Debt securities include Trading debt investment, Held-to-maturity debt investment, and available for sale debt investment.

Equity Securities:No significant influence equity investment, significant influence equity investment, and controlling interest equity investment.

Step by step solution

01

Definition of Controlling Interest

Voting stock refers to the shares that provide the owner with the right to vote in the general meeting of the shareholders and board of directors.
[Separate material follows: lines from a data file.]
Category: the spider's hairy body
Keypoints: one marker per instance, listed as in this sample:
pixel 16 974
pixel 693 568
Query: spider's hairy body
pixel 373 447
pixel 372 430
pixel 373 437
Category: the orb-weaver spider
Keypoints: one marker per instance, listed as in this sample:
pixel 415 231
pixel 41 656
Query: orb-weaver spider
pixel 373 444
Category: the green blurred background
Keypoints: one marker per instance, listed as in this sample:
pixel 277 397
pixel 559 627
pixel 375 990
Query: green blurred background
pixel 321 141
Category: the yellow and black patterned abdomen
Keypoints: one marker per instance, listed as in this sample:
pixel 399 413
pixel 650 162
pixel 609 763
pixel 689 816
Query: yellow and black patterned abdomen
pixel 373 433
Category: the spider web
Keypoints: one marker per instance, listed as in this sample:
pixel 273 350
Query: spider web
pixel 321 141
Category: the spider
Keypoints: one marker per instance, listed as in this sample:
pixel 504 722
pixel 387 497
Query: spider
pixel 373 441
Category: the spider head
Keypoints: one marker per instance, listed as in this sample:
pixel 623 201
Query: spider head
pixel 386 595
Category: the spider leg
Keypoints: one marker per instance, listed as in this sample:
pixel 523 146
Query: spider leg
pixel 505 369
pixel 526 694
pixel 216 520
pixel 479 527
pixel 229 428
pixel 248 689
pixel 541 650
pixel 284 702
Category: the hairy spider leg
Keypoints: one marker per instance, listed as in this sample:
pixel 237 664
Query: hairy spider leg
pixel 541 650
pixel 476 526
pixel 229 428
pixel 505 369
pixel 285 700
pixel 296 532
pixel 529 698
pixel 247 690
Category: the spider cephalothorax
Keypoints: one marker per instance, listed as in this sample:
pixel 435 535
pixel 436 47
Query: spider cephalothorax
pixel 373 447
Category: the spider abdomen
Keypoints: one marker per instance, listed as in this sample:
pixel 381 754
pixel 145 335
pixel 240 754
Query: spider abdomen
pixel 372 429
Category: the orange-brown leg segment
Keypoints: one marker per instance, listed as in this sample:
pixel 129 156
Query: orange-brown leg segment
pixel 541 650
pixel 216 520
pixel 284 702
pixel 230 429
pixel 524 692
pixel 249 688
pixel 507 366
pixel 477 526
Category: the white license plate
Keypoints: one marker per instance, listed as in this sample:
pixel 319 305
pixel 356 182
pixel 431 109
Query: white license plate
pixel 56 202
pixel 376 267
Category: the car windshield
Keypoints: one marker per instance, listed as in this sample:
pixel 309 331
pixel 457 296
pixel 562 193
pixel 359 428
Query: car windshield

Such investor has the ability to influence decisions.

02

Types of Debt Securities

  1. Trading debt securities: The debt securities acquired for selling in a very short period, such as within a week, days, or months.
  2. Held-to-Maturity: The securities acquired hold them up to their maturity, or the investor can hold them up to maturity.
  3. Available for sale debt investment: The debt investments that are not included in the trading and held-to-maturity securities are included in the available for sale debt investment. These are reported in the current assets because the business entity expects that it will get sold within one year.
03

Types of Equity Securities

  1. No significant influence on equity investment: The equity investment, which is less than 20% of the voting stock of the investee company and does not allow the investor to participate in the business decisions, is known as having no significant influence on equity investment.
  2. Significant influence equity investment: The equity securities that provide the investor with the ability to influence the decision of the investee company are known as significant influence equity investment. Under such investment, the investor has acquired 20% to 50% of voting stock.
  3. Controlling interest equity investment: The equity investment in which the investor has acquired more than 50% of the voting stock of the investee company.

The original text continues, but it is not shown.